Yes, but Is Google Your Best Friend?
I was having a very interesting conversation with someone in our Marketing Department about the cadence of marketing and the over-abundance of technical content that exists today. This got me thinking that I need to take a closer look at how the consumers of the content I am tasked with creating find said content. There’s the way I might go about in my search, but perhaps people in different roles go abut it in a different way. I’d like to share the path I’d take, discuss a few others and get your help.
For those of you that don’t know, a lot of my energy is around PagerDuty and the relationships we have with various partners. For example, I try to put myself in the shoes of someone that might need to find out details on an integration. Just as Sales has different phases, the first two of the five apply here – Awareness and Consideration. I want to address the second phase first since to me I think it applies to a larger percentage of the possible audience out there. (If you disagree, let me know!)
So on the “Consideration” phase, let’s say you already use either PagerDuty or AppDynamics and you are thinking of implementing the other solution but want to know how well they integrate, or work, together. Here’s where I’d love to know your methodology. For me – I’d go to Google and search for either “pagerduty appdynamics” or perhaps “pagerduty appdynamics integration” – but that is only because “integrations” is a lot of what I am involved with. And there are the perils that Google will autosuggest something like “pagerduty vs appdynamics” – but both are very different solutions with very different business value. (Personally I can’t fathom not running both a system for instant notification like PagerDuty along with a true APM solution if I’ve got more than a simple application delivery chain to keep running optimally. But that is content for another post some day.)

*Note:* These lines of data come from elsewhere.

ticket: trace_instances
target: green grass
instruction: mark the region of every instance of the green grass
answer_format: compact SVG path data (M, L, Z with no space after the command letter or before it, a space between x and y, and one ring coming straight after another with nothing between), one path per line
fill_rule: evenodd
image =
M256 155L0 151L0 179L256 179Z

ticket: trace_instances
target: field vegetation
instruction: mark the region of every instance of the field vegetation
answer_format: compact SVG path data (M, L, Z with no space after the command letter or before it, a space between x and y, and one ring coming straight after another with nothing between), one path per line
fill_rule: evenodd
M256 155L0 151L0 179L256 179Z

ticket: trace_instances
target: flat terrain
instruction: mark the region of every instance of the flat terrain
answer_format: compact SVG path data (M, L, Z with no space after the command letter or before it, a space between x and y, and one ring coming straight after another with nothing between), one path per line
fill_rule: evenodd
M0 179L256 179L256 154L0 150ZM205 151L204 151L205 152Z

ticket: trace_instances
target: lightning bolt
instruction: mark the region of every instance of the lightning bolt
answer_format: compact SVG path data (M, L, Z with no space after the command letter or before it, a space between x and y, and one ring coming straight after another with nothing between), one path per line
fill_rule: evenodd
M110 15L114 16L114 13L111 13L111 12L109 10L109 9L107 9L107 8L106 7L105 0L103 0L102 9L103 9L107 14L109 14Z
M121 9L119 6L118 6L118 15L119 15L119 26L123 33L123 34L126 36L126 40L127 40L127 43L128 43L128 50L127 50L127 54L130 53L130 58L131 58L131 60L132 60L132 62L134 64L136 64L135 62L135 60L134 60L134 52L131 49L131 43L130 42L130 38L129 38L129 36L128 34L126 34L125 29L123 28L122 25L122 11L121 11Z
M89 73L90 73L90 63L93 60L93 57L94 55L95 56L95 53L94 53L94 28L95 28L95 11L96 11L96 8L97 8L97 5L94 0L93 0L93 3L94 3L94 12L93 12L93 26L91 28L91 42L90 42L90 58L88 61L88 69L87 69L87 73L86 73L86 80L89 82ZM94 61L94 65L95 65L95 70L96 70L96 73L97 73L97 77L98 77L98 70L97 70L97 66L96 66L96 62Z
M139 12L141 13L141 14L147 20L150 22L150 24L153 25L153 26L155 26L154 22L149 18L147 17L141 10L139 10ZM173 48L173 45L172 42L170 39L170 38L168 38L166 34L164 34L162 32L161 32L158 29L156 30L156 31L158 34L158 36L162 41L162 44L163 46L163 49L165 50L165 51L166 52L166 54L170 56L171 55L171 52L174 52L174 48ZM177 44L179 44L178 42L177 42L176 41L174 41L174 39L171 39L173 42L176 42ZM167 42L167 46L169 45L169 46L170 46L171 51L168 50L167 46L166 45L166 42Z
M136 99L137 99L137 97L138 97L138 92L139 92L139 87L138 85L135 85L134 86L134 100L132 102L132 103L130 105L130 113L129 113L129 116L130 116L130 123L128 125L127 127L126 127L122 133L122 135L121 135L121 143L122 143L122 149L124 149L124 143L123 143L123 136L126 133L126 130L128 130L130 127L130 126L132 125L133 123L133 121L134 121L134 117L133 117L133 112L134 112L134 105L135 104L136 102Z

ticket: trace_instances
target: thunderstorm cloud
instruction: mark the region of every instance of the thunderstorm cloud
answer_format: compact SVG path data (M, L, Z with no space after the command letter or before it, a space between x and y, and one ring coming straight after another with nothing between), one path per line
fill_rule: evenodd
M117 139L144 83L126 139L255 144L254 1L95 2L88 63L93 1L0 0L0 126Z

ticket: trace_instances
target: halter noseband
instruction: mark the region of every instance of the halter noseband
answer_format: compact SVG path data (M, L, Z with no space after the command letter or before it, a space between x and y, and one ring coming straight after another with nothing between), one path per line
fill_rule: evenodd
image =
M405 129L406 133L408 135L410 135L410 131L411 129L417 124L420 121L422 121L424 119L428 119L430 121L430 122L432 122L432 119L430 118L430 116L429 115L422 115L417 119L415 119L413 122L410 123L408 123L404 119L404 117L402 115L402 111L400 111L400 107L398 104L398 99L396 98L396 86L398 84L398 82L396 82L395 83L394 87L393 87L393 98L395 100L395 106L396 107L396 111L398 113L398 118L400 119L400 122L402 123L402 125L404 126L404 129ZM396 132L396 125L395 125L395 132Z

Or do you start with the site of one solution and search for the other? Scroll through the 52 results on the AppDynamics search results? PagerDuty’s search is AJAX and unfortunately I can’t share the link here, but below is a modified screenshot to give you a feel – you could bounce around the knowledge base, community or go to the integration page. Please don’t take this as a judgement of either site – I am only following the path of my initial example. The goal is just to discuss different options for how someone might search for the answers they need. Hopefully you can share with me how you’d go about it if it is different than what I discuss here.
There are so many other ways. Would you search on YouTube? Perhaps open a support ticket and ask? This last one isn’t something I’d think to do, but based on my time monitoring ticket queues I could see some folks going that route. On that tangent – the great firms see Support as a market growth tool, not a cost center. If you are a PagerDuty or Fastly customer you know how different that experience is when you deal with a firm that doesn’t cut corners on support. But is there a path that would be your first impulse that I am missing here?
I also mentioned the Awareness phase. How do you start the search if you aren’t even aware that an integration is even possible? This is another spot where my experiences have caused bias in my thoughts. Having spent years in the APM space, as well as years using PagerDuty to me it seems obvious that you’d want to integrate both solutions for many reasons.
Primarily to get the actionable information to the person that can do something about it in real time. And of course many APM systems can be quite noisy, so any reduction there is so critical. (To be clear NOT at all a statement about AppD – purely about the APM space in general. All of the top APM solutions can be configured to reduce noise.) But again – to me I see the integration of applications the only way to scale, be more effective, cut costs and drive more revenue.
But if you aren’t aware that PagerDuty could integrate with one of your other solutions – or visa-versa, what sources might cause you to stumble upon it? Are the articles on LinkedIn, Medium or some other platform how you discover ways to do things you had never considered? Or do you have to depend on consultants, system integrators or sales engineers to point out the tricks and implementation schemes that are out there?
I know that my view point is heavily skewed by my past roles and I am really curious how people in other roles with other paths might find out about these sorts of things. If I touched on how you’d do it, or perhaps totally missed what to you seems obvious, I’d love your help. Please tell me – am I on the right track that Google is your first choice here, or have I missed some good avenues to get the information about integrations to the right people?